Qu'il y ait ou non ratification de l'accord de retrait, il y a une constante : le gouvernement de Mme May impose au secteur financier britannique la perte du passeport européen, que le Brexit ait lieu le 30 mars, donc en cas d'absence d'accord, ou à l'issue de la période de transition. Des établissements financiers britanniques souhaitant continuer à travailler au sein de l'Union européenne ont pris des dispositions depuis de longs mois pour se redéployer en direction de Dublin, Paris et Francfort. J'ai récemment signé l'accord de siège permettant l'installation très prochaine, dans des conditions quelque peu inédites, de l'Autorité bancaire européenne à Paris. Il est en effet rare qu'un tel accord soit prêt et signé avant même l'arrivée de l'organisation concernée ; je compte sur vous pour qu'il soit ratifié avant l'été. Les conditions matérielles et l'accompagnement du personnel de l'Autorité ont été pensés par l'État, la ville et la région.

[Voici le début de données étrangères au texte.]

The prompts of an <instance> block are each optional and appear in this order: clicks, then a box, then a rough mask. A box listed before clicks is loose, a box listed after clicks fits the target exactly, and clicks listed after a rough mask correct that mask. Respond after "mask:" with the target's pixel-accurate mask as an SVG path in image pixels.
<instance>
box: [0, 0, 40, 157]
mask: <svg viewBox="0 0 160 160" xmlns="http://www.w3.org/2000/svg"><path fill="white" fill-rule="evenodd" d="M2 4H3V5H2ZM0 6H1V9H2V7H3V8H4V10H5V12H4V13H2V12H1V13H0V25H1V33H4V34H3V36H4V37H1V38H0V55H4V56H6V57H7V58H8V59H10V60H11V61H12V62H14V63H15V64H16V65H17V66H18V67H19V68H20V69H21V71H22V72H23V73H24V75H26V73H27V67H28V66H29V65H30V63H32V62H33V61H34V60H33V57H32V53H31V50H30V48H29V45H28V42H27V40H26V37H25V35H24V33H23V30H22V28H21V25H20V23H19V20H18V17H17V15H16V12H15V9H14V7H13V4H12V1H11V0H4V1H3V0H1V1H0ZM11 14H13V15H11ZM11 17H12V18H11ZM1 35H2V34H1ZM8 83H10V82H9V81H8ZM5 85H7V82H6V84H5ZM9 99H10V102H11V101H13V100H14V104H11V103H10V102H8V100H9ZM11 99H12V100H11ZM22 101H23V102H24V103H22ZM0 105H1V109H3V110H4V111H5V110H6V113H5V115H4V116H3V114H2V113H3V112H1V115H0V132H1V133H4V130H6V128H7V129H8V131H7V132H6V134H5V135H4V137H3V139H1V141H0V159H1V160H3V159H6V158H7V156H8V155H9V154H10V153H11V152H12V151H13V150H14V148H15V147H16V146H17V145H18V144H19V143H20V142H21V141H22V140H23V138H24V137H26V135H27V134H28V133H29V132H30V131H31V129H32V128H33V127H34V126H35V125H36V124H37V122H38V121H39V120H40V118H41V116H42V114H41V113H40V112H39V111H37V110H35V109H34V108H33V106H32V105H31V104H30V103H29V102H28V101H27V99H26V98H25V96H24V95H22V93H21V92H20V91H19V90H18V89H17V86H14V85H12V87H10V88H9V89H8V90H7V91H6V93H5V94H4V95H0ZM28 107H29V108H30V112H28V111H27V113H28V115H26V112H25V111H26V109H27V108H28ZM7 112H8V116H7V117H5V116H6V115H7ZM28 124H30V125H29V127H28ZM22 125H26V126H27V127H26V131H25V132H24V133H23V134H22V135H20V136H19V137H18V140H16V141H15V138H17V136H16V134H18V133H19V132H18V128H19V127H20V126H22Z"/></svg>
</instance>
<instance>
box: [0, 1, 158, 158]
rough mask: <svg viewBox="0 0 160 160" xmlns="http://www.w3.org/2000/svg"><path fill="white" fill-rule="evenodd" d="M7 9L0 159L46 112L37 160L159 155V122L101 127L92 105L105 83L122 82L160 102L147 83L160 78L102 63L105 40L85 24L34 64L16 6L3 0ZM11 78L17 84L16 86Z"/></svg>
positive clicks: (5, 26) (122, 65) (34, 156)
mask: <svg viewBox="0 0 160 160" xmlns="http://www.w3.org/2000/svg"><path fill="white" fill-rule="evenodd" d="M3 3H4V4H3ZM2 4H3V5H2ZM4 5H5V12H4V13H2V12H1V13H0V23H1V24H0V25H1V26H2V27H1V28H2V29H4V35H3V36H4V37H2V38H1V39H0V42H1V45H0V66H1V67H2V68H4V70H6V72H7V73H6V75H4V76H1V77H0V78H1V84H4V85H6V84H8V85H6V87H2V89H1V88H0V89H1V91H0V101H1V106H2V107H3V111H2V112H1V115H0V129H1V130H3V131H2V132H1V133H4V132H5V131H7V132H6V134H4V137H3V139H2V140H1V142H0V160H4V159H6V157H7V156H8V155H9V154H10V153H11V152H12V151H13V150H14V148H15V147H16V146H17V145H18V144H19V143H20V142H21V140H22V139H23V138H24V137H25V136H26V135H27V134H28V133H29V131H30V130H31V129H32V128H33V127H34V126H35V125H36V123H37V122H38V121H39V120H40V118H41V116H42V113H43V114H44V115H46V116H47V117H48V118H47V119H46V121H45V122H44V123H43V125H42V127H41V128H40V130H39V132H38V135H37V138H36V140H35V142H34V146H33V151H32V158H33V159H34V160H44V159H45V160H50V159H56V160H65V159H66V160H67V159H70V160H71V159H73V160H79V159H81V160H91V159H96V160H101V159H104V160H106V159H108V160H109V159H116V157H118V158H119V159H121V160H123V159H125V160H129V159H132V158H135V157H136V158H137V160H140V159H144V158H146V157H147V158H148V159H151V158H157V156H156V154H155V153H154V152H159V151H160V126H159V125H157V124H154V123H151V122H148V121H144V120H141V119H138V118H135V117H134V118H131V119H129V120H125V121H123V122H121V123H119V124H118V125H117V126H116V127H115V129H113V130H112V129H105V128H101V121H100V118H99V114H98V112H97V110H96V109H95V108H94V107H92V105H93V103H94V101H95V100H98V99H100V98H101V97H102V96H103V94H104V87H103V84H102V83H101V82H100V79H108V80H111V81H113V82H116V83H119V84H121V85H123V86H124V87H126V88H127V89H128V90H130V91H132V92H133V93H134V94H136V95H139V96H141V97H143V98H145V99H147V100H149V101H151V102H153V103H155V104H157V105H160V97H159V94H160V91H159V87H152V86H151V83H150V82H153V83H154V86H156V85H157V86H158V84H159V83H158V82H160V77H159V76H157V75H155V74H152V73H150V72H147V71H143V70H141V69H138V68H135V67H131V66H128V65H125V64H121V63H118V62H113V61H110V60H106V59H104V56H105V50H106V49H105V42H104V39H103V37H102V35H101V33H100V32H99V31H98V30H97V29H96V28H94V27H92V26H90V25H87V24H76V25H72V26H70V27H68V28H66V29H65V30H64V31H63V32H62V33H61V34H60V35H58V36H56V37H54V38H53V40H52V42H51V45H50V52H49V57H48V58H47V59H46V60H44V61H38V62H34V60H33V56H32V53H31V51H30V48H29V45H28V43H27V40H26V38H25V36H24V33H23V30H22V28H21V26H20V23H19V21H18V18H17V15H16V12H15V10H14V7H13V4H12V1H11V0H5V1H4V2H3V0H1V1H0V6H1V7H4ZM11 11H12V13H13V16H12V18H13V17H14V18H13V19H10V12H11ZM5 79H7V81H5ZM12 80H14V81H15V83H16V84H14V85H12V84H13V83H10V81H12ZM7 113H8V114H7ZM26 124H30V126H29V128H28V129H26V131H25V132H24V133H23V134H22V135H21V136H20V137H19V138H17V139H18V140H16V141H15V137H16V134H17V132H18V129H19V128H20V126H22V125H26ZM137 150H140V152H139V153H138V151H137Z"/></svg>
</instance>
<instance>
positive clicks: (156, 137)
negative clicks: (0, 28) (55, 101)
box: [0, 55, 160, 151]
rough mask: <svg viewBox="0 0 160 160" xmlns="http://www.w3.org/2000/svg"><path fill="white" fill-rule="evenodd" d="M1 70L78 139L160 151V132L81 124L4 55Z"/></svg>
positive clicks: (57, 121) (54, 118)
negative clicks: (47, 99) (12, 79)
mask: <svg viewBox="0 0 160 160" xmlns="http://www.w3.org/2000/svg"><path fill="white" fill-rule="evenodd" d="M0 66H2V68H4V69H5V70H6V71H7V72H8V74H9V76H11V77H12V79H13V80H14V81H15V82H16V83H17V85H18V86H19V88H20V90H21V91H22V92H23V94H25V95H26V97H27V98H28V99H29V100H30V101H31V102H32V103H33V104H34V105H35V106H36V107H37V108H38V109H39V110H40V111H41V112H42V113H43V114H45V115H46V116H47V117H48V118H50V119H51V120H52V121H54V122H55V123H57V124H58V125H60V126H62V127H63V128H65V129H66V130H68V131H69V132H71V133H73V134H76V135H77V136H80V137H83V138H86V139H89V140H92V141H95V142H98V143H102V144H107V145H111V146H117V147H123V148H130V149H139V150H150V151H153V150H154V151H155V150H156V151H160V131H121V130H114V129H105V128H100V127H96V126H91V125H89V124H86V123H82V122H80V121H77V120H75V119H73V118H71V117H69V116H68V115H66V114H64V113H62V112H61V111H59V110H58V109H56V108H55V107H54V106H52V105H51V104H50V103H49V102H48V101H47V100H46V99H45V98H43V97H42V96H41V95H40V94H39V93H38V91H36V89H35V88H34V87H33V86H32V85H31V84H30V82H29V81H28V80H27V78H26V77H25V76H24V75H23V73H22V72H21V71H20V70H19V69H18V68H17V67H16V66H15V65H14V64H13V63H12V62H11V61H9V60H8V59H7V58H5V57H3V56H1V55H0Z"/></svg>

Monsieur Requier, vous m'interrogez sur les infrastructures et les recrutements nécessaires pour d'éventuels contrôles douaniers consécutifs au Brexit. Nous prenons pour le moment des mesures unilatérales et provisoires. Des bâtiments et des aires de stationnement seront prêts le 29 mars ; les douaniers et les vétérinaires sont recrutés et en cours de formation. Nos douaniers font du zèle ; ils ont l'opportunité d'obtenir des conditions financières et de travail plus avantageuses et Gérald Darmanin travaille sur cette question avec leurs organisations syndicales. Cela dit, malgré tous nos efforts, le Brexit aura des conséquences, en particulier en l'absence d'accord.
M. Gattolin me demandait quelles seraient les conséquences d'un Brexit sans accord sur le budget de l'Union européenne. L'accord de retrait contient, non des sanctions, mais simplement le calcul des sommes dues par le Royaume-Uni, en tant qu'État membre. Il ne peut donc pas s'en départir, quoi qu'en disent certains hommes politiques britanniques ; c'est imparable juridiquement.
Monsieur Cadic, vous me demandez ce qui pourrait, selon nous, justifier un report du Brexit. Nous n'avons pas besoin d'un report, mais d'une décision britannique. Depuis deux ans, avec patience et bonne foi, nous avons mis en oeuvre la décision prise démocratiquement - même si des questions demeurent quant à l'ingérence de puissances étrangères dans les processus électoraux - par le peuple britannique. C'est à lui de choisir si une porte doit être ouverte ou fermée, s'il veut sortir avec ou sans accord. Il faudrait une initiative nouvelle et crédible, c'est-à-dire soutenue par une majorité à la Chambre des communes, pour qu'un report soit déclenché. Le Parlement sait nous dire ce qu'il ne veut pas ; pour le moment, on ne l'a pas entendu nous dire ce qu'il veut. Mme May a elle-même averti les parlementaires britanniques sur ce point ; elle plaide pour un report de courte durée, car elle se voit mal organiser des élections européennes.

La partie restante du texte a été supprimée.